The NRL’s reduced interchange has had an immediate impact on the new season, with Brisbane coach Wayne Bennett making just two unforced substitutes in the first half of his season opener.
An injury to Jordan Kahu midway through the first half meant the supercoach had to burn an early interchange card in the opening 40 minutes of their 17-4 win over Parramatta.
But only two more changes were made before the break.
An interested onlooker, South Sydney coach Michael Maguire said the impact was evident on an Eels unit that was forced to do plenty of defending in the early stages of the match.
“I saw at times throughout the game there, you’ve got a lot of your forwards that have got to stay out there longer,” Maguire said ahead of his round one clash against the Sydney Roosters on Sunday.
“One of the teams there only made two interchanges in the first half, so that’s going to play its part for certain players and you could see that the outside backs of the Broncos came into the game at times.
“Those sorts of things are going to play a part as we go into the season.”
First half injuries to both Parramatta’s five-eighth Corey Norman and Kahu meant both coaches had to use one of their eight interchanges unexpectedly.
And the result was a combined 18 errors in the second half, almost double the total of the first half.
“We saw what (impact) it had, particularly when there’s a forced change.

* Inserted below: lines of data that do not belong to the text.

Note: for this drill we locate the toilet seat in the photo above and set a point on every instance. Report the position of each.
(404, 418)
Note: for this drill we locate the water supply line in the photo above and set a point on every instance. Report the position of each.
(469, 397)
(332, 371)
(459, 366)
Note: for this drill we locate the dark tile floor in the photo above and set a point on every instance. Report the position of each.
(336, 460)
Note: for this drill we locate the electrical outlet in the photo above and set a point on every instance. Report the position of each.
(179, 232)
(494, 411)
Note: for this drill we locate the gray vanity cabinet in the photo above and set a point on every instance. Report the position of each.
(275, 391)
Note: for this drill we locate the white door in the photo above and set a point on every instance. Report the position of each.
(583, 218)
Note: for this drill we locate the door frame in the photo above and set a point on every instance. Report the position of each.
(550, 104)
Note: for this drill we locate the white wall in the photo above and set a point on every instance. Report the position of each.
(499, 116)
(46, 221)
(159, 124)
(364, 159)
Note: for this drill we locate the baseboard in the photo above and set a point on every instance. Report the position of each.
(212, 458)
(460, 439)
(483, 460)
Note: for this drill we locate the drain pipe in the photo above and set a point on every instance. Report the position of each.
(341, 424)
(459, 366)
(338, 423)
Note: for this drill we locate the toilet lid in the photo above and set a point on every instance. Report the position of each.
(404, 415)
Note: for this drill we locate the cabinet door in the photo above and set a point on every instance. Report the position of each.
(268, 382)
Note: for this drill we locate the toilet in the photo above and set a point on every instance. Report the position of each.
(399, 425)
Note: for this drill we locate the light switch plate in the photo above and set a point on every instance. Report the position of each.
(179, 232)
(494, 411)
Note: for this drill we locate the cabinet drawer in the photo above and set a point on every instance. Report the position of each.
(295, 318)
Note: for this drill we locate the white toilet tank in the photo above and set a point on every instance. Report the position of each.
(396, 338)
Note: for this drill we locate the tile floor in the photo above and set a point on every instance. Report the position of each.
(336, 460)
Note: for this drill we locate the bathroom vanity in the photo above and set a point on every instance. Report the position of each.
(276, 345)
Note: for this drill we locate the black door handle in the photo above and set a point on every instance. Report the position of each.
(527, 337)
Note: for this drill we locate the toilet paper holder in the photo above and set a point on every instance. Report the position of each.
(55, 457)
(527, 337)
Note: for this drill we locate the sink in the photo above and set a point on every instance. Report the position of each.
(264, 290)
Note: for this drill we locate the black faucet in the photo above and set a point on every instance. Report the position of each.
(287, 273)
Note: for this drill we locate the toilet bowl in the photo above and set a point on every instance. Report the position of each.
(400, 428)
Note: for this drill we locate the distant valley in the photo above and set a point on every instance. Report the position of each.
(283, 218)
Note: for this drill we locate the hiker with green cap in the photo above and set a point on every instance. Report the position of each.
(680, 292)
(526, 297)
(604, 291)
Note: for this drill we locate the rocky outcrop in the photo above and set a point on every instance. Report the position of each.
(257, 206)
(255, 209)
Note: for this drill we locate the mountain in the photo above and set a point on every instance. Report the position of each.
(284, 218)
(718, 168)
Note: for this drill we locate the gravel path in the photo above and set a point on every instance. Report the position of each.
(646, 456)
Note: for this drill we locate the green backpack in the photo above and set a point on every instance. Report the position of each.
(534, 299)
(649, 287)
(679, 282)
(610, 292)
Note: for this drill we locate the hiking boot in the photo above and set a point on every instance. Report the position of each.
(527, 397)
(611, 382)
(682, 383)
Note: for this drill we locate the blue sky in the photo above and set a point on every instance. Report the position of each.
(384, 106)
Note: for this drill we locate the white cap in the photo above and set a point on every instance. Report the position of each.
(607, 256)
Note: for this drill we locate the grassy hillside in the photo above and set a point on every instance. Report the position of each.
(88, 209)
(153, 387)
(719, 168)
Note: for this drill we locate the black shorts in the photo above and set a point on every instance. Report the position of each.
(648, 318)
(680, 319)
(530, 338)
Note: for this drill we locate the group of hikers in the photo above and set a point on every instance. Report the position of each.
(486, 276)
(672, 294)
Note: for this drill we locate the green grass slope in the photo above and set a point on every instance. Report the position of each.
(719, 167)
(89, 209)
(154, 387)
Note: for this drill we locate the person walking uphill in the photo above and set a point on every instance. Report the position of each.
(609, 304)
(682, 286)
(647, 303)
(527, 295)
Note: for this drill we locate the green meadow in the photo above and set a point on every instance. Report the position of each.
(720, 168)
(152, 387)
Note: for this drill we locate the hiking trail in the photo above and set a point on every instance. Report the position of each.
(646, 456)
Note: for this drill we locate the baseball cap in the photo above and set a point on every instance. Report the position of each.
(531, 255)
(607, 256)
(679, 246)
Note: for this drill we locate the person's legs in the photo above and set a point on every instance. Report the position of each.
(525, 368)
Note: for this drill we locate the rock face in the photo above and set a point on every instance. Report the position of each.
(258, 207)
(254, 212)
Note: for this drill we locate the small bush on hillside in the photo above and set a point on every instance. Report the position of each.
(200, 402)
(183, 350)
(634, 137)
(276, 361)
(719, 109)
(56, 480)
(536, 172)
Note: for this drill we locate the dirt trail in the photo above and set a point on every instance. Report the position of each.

We lost Jordy Kahu there and had to be push (Alex Glenn) out into the centres and cover that way,” Broncos captain Corey Parker said.
“For our side in particular, we had the players and the dynamic that we can cover that. But when there is a forced change, it does throw a curveball at times.”
The Eels’ curveball had a lot more sting to it, forced to play second-rower Kenny Edwards at the critical second-receiver position in place of the injured Norman.
“It had an impact on us losing a half at halftime and putting a second rower out there, so it did affect us in terms of our tackles,” Parramatta coach Brad Arthur said.
“I thought we looked a little bit all over the shop with our attack and panicked a little bit and when we poked our nose through the line we were trying to force offloads.”
The NRL’s highly-anticipated refereeing bunker also debuted without a hitch, called on twice for tryscoring decisions and swiftly making the correct decision.